Hemp hurd is the perfect material to replace timber for pressed boards, particleboards and concrete construction moulds. By using a process that applies heat and compression, hemp can be made into construction panels with all the thermal and insulating properties of hempcrete, replacing dry walls and plywood. The high cellulose content of hemp means it can also be applied to biomass conversion for fuel or to the manufacturing of hemp plastics.

hemp fibre


Hemp fibres have been used by humans for more than 20,000 years. Hemp fibres are spun and woven into a fine, crisp, linen-like fabric that can be used as a textile for apparels and home furnishings. The anti-mildew and anti-microbial properties of hemp make it the perfect fibre for sails, tarps, twine, ropes, insulating matts and floor coverings.

Hemp fibres blended with wool, cotton, linen or other fibres adds strength, durability and breathability, making hemp-blended fabrics cool and comfortable to wear and touch.

The automobile industry uses hemp fibres in its pressed form for manufacturing internal car parts such as door panels and dashboards. Hemp fibres are also used in the production of insulation boards and batts for the building industry.

Hemp Seed

Hemp seeds are the only edible seed that contain gamma-linolenic acid (GLA) and they can be cold pressed for oil or hulled to expose the seed meat.

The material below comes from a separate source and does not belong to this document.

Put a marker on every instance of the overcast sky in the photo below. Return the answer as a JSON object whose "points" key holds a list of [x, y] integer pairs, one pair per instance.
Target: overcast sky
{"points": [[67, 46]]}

Hulled hemp seeds are a highly nutritious source of protein that is more digestible than soybeans and tastes better too! Hulled hemp seeds are very versatile and can even be processed into milk, cheese, ice cream, margarine and other foods. Hemp seeds are a healthy ingredient for baked goods, protein bars, granolas, snacks, sauces and dips.

Hemp seeds are rich in healthy fats and essential fatty acids. The hulled hemp seed, which is technically a nut, remains after the removal of its hull and contains 30–35% protein and 35–40% essential fatty acids by weight. This superior nutritional profile makes it ideal for a wide range of food applications. They are also rich in protein and contain high amounts of Vitamin E, B Vitamins, Vitamin D3, Calcium, Magnesium, Iron and Zinc.
Hemp seeds are available in sterilised, toasted, roasted and fractionalised (cracked) forms.


Hemp seeds produce an oil that contains between 25–35% oil by weight, which is high in essential fatty acids (EFA). Cold pressed, unrefined hemp oil is light green with a nutty grassy flavour. It is a superb nutritional supplement for EFA and imparts a desired flavour into dressings, dips and spreads. Refined hemp oil is clear with little flavour or nutrients and has been widely used in body care products, lubricants, paints and other industrial applications.
Hemp seed oil that is used for cosmetics and skin care products contains a high amount of polyunsaturated essential fatty acids, an important ingredient in anti-inflammatory skin care formulations. For industrial applications, hemp oil is used in paints, inks, solvents, bio-fuel and as a binder in polymer plastics.